- Born: Ida Holterhoff August 22, 1865 Cincinnati, Ohio
- Died: February 3, 1950 (aged 84)
- Known for: Painting
- Spouse: George Clarence Holloway ​ ​(m. 1894⁠–⁠1910)​

= Ida Holterhoff Holloway =

American painter

Ida Holterhoff Holloway (August 22, 1865 or August 8, 1866 – February 3, 1950) was an American painter, designer and instructor known primarily for her watercolors and landscapes.

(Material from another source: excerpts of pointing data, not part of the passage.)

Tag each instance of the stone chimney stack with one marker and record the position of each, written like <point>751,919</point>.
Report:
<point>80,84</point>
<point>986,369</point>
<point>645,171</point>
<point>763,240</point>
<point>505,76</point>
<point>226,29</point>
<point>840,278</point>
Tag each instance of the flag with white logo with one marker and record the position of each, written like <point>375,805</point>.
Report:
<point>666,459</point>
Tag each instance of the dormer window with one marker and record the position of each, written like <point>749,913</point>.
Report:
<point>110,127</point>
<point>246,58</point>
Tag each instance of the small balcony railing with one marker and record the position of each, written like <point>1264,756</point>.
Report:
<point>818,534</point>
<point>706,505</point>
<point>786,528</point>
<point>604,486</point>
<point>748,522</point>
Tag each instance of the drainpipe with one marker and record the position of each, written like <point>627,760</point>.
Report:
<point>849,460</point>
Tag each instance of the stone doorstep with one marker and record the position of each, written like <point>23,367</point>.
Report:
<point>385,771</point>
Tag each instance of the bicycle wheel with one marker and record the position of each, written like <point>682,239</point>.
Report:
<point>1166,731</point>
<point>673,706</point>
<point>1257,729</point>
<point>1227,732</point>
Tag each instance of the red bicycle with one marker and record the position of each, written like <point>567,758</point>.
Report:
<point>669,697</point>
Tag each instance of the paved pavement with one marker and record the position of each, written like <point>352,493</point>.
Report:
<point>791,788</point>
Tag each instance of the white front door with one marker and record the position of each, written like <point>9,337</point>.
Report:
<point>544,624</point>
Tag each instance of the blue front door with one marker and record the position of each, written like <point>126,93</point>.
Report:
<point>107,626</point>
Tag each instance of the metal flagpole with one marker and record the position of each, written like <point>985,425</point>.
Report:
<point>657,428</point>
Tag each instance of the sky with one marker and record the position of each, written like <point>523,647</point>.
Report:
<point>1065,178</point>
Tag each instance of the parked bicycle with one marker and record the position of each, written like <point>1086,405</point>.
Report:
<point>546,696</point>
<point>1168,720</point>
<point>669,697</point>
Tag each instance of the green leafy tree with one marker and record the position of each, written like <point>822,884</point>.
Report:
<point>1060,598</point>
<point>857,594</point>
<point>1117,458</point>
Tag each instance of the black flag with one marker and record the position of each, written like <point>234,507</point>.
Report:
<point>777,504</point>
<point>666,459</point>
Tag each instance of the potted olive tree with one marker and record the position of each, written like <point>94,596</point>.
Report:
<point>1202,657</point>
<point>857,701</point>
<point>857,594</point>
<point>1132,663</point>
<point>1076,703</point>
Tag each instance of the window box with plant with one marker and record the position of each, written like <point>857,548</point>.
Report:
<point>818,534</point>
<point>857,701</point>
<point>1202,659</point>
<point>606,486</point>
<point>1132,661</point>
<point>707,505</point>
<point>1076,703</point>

Ida Holterhoff was born in Cincinnati, Ohio, a daughter of Godfrey Holterhoff, a Prussian-born merchant, and his wife Helena. She attended the Cincinnati Art Academy where she studied with Frank Duveneck. In 1894 she married Captain George Clarence Holloway (deceased 1910). She taught art in San Francisco and Cincinnati beginning in the 1890s. She was a member of Cincinnati Association of Professional Artists; Cincinnati MacDowell Club; The Crafters Co.; Three Arts Club; Ohio WCS; and Porcelain League of Cincinnati. She was a founding member of Cincinnati Women's Art Club.

Her niece, Leila Holterhoff (1885–1968), was a concert singer and linguist.